As most of you know, I love unusual wines from unexpected places. The Stone Cuvee is a wonderful example of indigenous wine from Eastern Europe, though the flavor profile is reminiscent of Gewürztraminer, with its distinct notes of lychee. I find this to be an elegant wine that, while ripely fruity, has a nice acid balance and mineral lift to keep it light. This is a must try.
Wines of Illyria Plavac Mali ($20.99)
Bosnia & Herzegovina
From the producer:
"This wine is made of 100% Plavac Mali, a grape variety of the Herzegovina wine region which has a Mediterranean climate and a limestone rich soil. This very tasty and elegant wine exhibits ripe pomegranate, plum and almonds, currants, and other dark red fruit flavors. Authentic, pure and very well balanced, with wonderful tannin and acidity integration. A lovely wine to pair with vegetarian dishes."
Let's get this out of the way: Plah-vatz Mah-lee.

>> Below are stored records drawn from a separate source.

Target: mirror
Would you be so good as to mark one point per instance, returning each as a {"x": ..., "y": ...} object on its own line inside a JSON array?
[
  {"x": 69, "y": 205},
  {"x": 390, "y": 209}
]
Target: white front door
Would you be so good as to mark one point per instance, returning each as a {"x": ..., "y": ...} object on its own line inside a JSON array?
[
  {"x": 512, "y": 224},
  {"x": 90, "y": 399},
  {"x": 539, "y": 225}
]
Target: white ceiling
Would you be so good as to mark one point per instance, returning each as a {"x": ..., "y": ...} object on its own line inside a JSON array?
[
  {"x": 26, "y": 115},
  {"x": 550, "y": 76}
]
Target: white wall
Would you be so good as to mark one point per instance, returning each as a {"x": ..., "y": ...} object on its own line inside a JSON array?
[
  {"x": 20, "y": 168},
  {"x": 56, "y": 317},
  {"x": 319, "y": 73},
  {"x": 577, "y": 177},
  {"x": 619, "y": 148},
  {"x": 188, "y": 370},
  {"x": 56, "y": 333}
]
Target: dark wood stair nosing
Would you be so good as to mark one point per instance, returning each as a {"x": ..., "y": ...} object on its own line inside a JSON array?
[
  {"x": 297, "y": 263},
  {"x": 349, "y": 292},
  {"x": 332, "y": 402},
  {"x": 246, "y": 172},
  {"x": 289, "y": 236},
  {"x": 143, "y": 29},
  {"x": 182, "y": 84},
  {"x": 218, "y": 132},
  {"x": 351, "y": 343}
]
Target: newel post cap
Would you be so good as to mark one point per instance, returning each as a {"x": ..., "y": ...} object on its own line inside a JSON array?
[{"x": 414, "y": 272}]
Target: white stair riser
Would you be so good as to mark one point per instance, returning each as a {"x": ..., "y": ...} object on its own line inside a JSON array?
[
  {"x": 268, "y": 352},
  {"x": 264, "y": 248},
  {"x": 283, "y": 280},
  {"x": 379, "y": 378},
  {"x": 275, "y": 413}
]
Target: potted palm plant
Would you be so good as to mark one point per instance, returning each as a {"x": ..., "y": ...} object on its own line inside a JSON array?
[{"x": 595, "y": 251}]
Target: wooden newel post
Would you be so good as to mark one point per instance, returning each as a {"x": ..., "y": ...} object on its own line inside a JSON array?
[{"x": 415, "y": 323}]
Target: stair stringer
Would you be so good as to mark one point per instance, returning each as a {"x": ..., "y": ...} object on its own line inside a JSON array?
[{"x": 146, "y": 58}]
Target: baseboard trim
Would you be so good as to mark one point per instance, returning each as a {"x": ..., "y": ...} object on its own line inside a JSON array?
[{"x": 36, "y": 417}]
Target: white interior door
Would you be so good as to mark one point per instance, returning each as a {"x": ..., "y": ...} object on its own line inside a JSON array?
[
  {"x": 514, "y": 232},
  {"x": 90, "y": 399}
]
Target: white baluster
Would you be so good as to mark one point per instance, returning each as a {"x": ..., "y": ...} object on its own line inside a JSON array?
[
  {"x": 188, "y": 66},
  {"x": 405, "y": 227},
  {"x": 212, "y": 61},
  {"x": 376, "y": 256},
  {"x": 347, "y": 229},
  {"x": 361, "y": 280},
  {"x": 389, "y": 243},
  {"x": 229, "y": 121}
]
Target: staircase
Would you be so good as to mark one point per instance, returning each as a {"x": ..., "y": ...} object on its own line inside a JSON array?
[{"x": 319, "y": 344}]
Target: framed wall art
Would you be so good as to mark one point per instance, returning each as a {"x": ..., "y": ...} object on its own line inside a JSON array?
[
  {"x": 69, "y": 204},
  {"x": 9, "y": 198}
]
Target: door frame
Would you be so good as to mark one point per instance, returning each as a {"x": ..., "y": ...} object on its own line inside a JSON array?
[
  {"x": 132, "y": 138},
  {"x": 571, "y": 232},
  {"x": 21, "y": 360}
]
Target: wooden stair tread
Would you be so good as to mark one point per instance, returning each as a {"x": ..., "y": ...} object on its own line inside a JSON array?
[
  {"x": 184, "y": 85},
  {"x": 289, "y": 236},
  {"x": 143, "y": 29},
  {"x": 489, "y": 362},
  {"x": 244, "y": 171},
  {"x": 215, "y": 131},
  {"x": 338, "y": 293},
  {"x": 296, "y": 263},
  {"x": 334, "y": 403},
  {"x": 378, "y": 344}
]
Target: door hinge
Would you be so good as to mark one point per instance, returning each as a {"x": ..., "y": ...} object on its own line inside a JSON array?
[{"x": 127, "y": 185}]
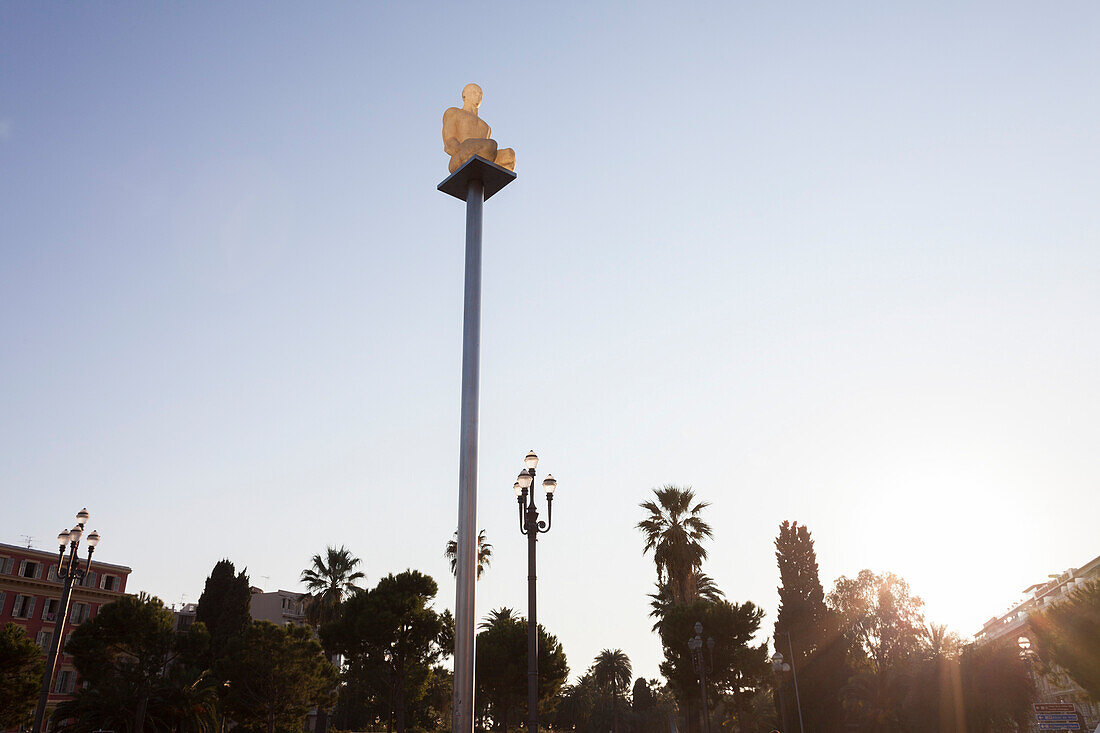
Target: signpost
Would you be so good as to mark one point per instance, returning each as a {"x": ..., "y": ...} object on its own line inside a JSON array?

This wine is from the same company that makes the Stone Cuvee. This is also an indigenous grape, but one that is a little more well-known. One of Palvac Mali's parent grapes is Zinfandel, and the wine produced from it shares a dark fruit flavor profile. There is also mild spice and richness on the palate. I think this is a very elegant and interesting red.
Mas Becha Roussillon ($19.99)
From the producer:
"This cuvee is based on a blend of Syrah, Grenache and Mourvedre, which has gone through extended berry maceration to give it a more powerful structure. Depending on the vintage requirement, it is aged in oak barrels for 8 to 10 months. This period of maturation in barrel softens the tannins to their silky texture and makes for a richer structure. The color and its intensity are always relatively pronounced. This wine features a very deep violet red color with a few blue notes in its youth.

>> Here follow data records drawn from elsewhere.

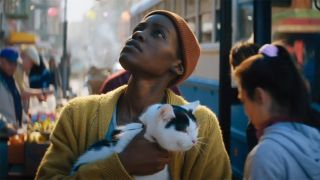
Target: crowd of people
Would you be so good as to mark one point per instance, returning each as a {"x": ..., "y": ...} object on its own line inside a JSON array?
[
  {"x": 283, "y": 132},
  {"x": 23, "y": 75}
]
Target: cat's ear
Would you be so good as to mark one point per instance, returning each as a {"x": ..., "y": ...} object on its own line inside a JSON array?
[
  {"x": 166, "y": 112},
  {"x": 192, "y": 106}
]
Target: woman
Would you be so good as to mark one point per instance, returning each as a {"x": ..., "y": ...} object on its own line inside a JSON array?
[
  {"x": 11, "y": 114},
  {"x": 276, "y": 100},
  {"x": 161, "y": 53}
]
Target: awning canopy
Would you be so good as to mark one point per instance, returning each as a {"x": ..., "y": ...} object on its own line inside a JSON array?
[
  {"x": 296, "y": 21},
  {"x": 21, "y": 38}
]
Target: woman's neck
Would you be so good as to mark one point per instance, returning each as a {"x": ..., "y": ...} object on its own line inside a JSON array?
[{"x": 137, "y": 97}]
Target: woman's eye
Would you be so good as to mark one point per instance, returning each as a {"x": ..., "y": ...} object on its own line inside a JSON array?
[{"x": 160, "y": 34}]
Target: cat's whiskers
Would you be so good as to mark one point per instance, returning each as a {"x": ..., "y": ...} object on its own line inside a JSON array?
[{"x": 198, "y": 148}]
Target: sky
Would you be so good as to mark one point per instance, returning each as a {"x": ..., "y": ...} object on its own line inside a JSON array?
[{"x": 76, "y": 10}]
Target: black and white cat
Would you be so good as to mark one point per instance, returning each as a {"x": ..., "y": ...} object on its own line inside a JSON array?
[{"x": 173, "y": 127}]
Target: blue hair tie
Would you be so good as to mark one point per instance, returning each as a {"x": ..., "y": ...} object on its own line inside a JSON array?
[{"x": 269, "y": 50}]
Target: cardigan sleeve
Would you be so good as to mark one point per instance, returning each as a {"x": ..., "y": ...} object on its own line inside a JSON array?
[
  {"x": 210, "y": 160},
  {"x": 63, "y": 150}
]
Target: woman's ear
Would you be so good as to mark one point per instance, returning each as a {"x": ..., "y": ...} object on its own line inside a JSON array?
[
  {"x": 177, "y": 68},
  {"x": 261, "y": 96}
]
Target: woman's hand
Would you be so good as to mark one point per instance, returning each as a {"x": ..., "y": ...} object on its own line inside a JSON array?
[{"x": 142, "y": 157}]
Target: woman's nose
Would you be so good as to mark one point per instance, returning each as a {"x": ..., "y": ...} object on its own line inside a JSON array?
[{"x": 138, "y": 35}]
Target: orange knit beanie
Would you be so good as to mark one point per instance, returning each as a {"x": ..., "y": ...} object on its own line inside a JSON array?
[{"x": 189, "y": 45}]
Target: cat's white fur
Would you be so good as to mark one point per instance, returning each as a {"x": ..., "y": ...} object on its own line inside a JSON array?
[{"x": 155, "y": 119}]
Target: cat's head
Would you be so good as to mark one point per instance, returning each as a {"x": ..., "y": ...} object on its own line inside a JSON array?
[{"x": 174, "y": 127}]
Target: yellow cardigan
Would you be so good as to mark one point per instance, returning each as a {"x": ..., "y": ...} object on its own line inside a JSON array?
[{"x": 85, "y": 120}]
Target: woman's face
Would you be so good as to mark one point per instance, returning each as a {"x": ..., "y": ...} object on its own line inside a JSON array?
[
  {"x": 152, "y": 49},
  {"x": 8, "y": 67},
  {"x": 27, "y": 63}
]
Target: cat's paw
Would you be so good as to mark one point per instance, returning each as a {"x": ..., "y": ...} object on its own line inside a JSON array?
[{"x": 132, "y": 126}]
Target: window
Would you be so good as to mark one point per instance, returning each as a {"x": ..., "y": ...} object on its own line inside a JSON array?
[
  {"x": 206, "y": 21},
  {"x": 245, "y": 20},
  {"x": 217, "y": 25}
]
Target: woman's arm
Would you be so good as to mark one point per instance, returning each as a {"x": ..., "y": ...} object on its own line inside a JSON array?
[
  {"x": 210, "y": 160},
  {"x": 63, "y": 151}
]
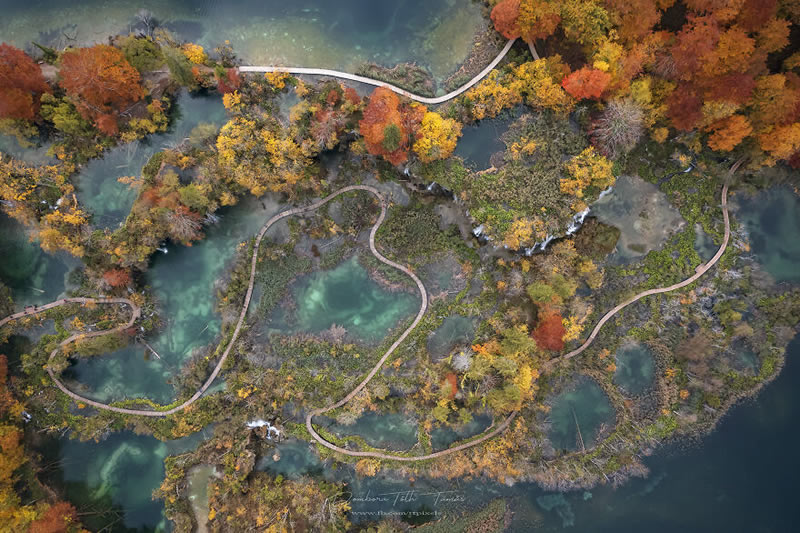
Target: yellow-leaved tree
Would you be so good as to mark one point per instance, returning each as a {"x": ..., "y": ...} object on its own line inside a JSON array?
[
  {"x": 587, "y": 169},
  {"x": 437, "y": 137}
]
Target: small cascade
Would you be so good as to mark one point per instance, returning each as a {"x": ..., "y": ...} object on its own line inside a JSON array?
[
  {"x": 577, "y": 221},
  {"x": 263, "y": 423}
]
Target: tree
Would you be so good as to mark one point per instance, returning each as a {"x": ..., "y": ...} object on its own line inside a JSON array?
[
  {"x": 142, "y": 53},
  {"x": 437, "y": 137},
  {"x": 634, "y": 19},
  {"x": 727, "y": 133},
  {"x": 754, "y": 14},
  {"x": 389, "y": 126},
  {"x": 228, "y": 80},
  {"x": 697, "y": 38},
  {"x": 549, "y": 334},
  {"x": 619, "y": 127},
  {"x": 505, "y": 15},
  {"x": 732, "y": 53},
  {"x": 21, "y": 84},
  {"x": 101, "y": 83},
  {"x": 684, "y": 107},
  {"x": 584, "y": 21},
  {"x": 56, "y": 519},
  {"x": 180, "y": 68},
  {"x": 587, "y": 169},
  {"x": 774, "y": 101},
  {"x": 781, "y": 142},
  {"x": 538, "y": 19},
  {"x": 586, "y": 83},
  {"x": 774, "y": 36},
  {"x": 117, "y": 277}
]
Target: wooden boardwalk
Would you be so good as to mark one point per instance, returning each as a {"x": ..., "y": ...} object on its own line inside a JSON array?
[
  {"x": 490, "y": 433},
  {"x": 377, "y": 83}
]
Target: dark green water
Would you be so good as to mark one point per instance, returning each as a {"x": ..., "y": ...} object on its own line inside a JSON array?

The nose shows a beautiful complexity, showing its grape maturity through notes of very ripe black fruits, blueberry and blackcurrant jam, while allying the complexity obtained from its barrel aging through highlighting touches of vanilla, and elegant, lingering wood. The mouth is generous and full, and relatively well concentrated, under- lined by a touch of nerve, which raises fruity notes such as strawberries and ripe raspberries. The natural generosity from its Mediterranean origin gives a beautiful dimension and roundness in the mouth. The ageing softens its tannins, giving them a sweet dimension and making the wine explosive as well as pleasing to drink.
Wine & food pairing : Its aromatic spontaneity and its generous mouth are a sensation to enchant your friends around a glass of wine, but its capabilities are just as able to rejoice your guests with beautiful meat cuts. I favor duck with a cherry jam, a long cooked lamb leg confit or simply a grilled T-bone. Serving temperature : 15 to 17°C
Ageing potential : Even if the pleasure this wine gives is immediate, this cuvee offers a real ageing potential. It should delight your palate for 7 to 10 years.
I was lucky to welcome Charles Perez, the winemaker, to the store a few months ago. He is young and interested in making wines with little intervention that express the terroir of Rousillon in southern France. This wine is a blend of Syrah, Grenach, and Mourvedre, and it has a wonderful earthy balance to the dark red fruit tones.